母方の菩提寺であり、祖母の葬儀以来数十年も来る機会を失っていた。本堂前で読経し、庫裡で御朱印を頂く。受付の隣の部屋が覗けてしまい、仏壇にかつての桐生商業高校の教師をしていた、先代御住職の遺影が見えた。高校時代に授業を受けた事は無かったが、強く印象に残ってる先生でもあった。住職と聞けば、即納得をしてしまうほど風貌と話し方と、全てが大寺院の御住職様との雰囲気があった。

蓮池と三重の塔

本堂前から墓所へ

鐘楼台

境内は広く手入れも行き届き、一面蓮の広い池や五重塔、見事な山門や鐘楼台など、歩いて行くと景色が様々に変わり飽きてこない。ゴ~~ン、ゴ~ンと聞こえたので見ると、近所の子供が鐘楼台で遊んでいた。大きな綺麗な境内で子供達も安全に自由に遊べ、これが仏教道場の本来の姿なのかもしれない。

小俣城暗闇谷の戦場

戦国時代、新田の由良氏、足利の長尾氏、小俣の渋川氏は連合を組んでいた。小俣は隣接する桐生氏・膳氏・佐野氏・里見氏などと領地争いもあった。更に上杉や北条などの巨大勢力にも睨まれていた。

古戦場案内板

ここからは史実かどうかは不明ですが・・・

3度も小俣城は大きな戦いをしたが、4度目は元亀3年(1572年)4月、上杉氏は膳氏と共に小俣城へ多勢を以て攻めてきた。上杉勢2000対小俣勢100の壮絶な戦いだったが、兵法から見ると実に見事な「狭隘地へ誘導」の戦法であったと思う。小俣勢には死者は無く、上杉勢は膳氏勢の全滅と上杉勢の大半に死傷者が出た。その後、小俣城は上杉からの攻撃は無かった。

小俣城の石垣
小俣城は石垣のあった山城です。日本の城の中でも、この石を組み合わせ石垣はかなり初期の、画期的な事だったそうです。これは石井尊空の設計であったそうで、石井尊空は建築に関しての知識があったようです。

桐生カルタ

キータン
大雄院の創建は天正11年(1583年)であり、暗闇谷の戦いは元亀3年(1572年)4月だから、話が違うんじゃあないの。

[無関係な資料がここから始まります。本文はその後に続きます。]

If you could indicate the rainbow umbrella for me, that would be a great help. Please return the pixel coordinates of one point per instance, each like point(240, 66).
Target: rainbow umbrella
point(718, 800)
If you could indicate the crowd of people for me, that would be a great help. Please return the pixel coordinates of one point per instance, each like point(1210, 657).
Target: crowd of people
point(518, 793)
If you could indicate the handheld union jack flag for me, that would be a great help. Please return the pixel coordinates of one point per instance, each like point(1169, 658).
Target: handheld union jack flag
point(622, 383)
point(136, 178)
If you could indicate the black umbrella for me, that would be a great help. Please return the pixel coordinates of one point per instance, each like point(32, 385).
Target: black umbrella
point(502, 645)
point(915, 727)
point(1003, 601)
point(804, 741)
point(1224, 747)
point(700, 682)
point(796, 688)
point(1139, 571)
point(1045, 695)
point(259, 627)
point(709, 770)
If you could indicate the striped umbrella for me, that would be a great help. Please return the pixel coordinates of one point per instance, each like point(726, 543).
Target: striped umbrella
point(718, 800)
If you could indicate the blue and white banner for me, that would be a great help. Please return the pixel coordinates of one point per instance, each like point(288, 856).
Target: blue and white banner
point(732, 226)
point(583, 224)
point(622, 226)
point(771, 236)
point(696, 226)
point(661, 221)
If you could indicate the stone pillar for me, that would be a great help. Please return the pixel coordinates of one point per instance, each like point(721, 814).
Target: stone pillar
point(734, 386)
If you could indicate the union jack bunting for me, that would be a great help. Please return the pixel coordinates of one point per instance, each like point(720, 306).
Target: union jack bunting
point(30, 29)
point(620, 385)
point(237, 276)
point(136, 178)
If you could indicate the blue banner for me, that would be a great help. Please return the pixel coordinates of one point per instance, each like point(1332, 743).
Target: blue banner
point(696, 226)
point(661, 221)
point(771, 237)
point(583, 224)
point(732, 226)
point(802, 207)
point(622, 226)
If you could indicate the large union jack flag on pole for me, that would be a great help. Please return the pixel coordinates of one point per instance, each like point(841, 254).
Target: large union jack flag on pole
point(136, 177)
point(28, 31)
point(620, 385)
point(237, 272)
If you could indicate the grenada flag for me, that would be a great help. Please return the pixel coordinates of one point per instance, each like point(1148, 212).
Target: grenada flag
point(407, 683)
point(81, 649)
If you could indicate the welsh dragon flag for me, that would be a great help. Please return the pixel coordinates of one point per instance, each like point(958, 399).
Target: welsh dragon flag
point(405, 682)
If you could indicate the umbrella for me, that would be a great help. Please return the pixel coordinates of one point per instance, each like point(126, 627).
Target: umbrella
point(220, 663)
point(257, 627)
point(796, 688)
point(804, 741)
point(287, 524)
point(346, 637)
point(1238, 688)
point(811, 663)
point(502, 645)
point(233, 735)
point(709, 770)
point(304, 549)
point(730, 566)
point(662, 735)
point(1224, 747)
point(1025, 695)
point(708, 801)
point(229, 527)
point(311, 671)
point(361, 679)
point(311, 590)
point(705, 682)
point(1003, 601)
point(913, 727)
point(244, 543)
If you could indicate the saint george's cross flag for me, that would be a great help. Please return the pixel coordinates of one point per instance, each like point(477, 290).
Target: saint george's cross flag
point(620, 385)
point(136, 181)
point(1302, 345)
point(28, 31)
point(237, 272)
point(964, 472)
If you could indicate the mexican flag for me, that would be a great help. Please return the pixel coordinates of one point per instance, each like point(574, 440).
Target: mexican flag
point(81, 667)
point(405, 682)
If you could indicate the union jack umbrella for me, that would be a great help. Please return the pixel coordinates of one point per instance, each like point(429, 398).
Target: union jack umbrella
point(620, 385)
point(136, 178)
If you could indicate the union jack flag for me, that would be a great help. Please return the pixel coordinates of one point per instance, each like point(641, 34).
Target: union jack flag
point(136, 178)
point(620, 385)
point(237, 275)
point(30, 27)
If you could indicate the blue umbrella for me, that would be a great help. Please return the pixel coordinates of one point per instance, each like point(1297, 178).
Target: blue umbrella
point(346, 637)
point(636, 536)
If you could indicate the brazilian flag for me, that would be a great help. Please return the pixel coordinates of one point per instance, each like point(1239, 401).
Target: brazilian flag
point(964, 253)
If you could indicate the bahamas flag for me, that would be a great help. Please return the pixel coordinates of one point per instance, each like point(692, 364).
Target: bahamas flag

上杉勢は本気で小俣城を落とす積もりだったようだ。前橋の大庄屋船戸氏に道案内をさせて、山伝いに今の広沢、大雄院に陣を取った

キータン
船戸氏の直系末裔の娘と結婚したのが、大川家末裔の叔父だった。今は亡き叔父も家の歴史が好きで、色々と調べていたらしく、面白い事だと話していた。

上杉の兵馬を洗うために渡良瀬川に来たところ、対岸に見るからに農夫姿の男が居た。この男は大川土佐守の子供(実はご先祖様の一人)で、農耕馬と河原に遊びに来ていた。上杉の兵は脅すために川を渡ってきたのを見て、慌てて馬に跨がったが、馬は足をくじいて転がってしまった。兵達はその姿を見て大笑いしたそうだ。ご先祖さんは馬を背負って駆け戻り、上杉勢が来てる事を告げた。

小俣城では広沢の上杉勢の勢力を知り、大半の意見が不戦退去・城明け渡しだった。長野から軍師として招かれた家老の石井尊空と、大川土佐守親子は戦いを主張した。特に大川の子供の方が河原で落馬し、笑われた事で怒っていたそうだ。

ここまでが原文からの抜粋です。